Artwork: Osiris-Rex leaving Asteroid Bennu

A time capsule containing a sample of rock and dirt as old as the Solar System will drop from outer space into the Utah desert on 24 September 2023.

That is what Nasa has planned for its historic Osiris-Rex asteroid probe, which began its trek home on Monday.

Its precious cargo of 60g of ancient debris from the near-Earth asteroid Bennu is the largest sample collected since the Apollo Moon missions.

Scientists believe it may provide clues on the formation of the Solar System.

Nasa's Osiris-Rex started its two-and-a-half-year return journey from Bennu on Monday at 16:16 EDT (21:16 GMT).

The spacecraft launched in 2016 off the Florida coastline. Its destination: the asteroid Bennu, some 185m miles (297m km) away.

The probe has been mapping the surface of Bennu since 2018, breaking the record for the closest ever orbit of a planetary body by a spacecraft.

Its historic "touch-and-go" sample grab from the ancient asteroid's surface in October 2020 lasted only a few seconds but left scientists "exuberant".

They hope the debris from this very primitive object will tell them more about the chemistry that brought the Sun and the planets into being more than 4.5bn years ago.

Bennu, first discovered in 1999, is about half a kilometre wide at its equator - only just wider than the Empire State Building's height, according to Nasa. It makes a close approach to Earth every six years.

With its payload now secured, the spacecraft will circle the Sun twice so it can catch up to Earth and then deposit its debris capsule into Earth's atmosphere.

Nasa says this departure sequence will be its "most significant manoeuvre" since it arrived on the asteroid.
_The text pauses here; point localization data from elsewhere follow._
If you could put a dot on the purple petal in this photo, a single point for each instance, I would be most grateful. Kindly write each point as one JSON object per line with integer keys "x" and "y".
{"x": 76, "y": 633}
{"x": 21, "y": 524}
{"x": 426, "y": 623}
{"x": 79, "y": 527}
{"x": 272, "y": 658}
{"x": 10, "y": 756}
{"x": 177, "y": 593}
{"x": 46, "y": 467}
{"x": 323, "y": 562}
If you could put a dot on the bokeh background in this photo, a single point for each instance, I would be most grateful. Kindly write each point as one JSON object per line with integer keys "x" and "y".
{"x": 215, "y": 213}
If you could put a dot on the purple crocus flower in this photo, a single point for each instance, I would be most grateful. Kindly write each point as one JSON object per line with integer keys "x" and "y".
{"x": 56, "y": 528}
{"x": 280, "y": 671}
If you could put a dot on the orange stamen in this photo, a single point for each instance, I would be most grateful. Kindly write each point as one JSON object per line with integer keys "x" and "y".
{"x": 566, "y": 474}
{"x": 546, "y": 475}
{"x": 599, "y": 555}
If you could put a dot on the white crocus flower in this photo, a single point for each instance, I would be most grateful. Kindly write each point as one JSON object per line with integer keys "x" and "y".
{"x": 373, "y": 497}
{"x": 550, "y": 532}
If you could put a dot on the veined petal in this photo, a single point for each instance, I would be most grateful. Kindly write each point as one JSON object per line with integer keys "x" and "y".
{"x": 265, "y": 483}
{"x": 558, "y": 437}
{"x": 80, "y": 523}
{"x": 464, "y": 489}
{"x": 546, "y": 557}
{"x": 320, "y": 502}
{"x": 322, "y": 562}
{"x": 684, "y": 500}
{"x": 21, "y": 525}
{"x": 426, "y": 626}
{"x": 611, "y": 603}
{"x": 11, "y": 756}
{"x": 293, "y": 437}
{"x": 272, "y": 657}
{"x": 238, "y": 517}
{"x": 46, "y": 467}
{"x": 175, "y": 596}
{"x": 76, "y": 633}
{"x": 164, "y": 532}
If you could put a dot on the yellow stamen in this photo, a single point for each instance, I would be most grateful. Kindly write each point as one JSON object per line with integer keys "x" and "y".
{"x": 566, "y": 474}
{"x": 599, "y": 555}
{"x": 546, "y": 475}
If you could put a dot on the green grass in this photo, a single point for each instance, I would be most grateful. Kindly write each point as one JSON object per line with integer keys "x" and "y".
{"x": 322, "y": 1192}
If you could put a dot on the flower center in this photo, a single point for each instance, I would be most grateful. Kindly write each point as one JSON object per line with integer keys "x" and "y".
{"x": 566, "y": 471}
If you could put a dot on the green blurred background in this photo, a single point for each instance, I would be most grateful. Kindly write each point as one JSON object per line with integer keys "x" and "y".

The craft must change velocity by 595mph (958 km/h) in order to intersect Earth, and will eventually travel 1.4bn miles (2.3bn km) on its journey home.

"There is no straight path back to Earth," the space exploration agency said in a statement. "Like a quarterback throwing a long pass to where a receiver will be in the future, Osiris-Rex is travelling to where the Earth will be."

Image source, NASA/GODDARD/UOA
Image caption,

Artwork: Osiris-Rex approaching the surface of Asteroid Bennu

Once the capsule touches down, it will be taken to Nasa's Johnson Space Center facility in Houston, Texas for further study.

Nasa says it plans on keeping 75% of the samples for future generations to study "with technologies not yet created".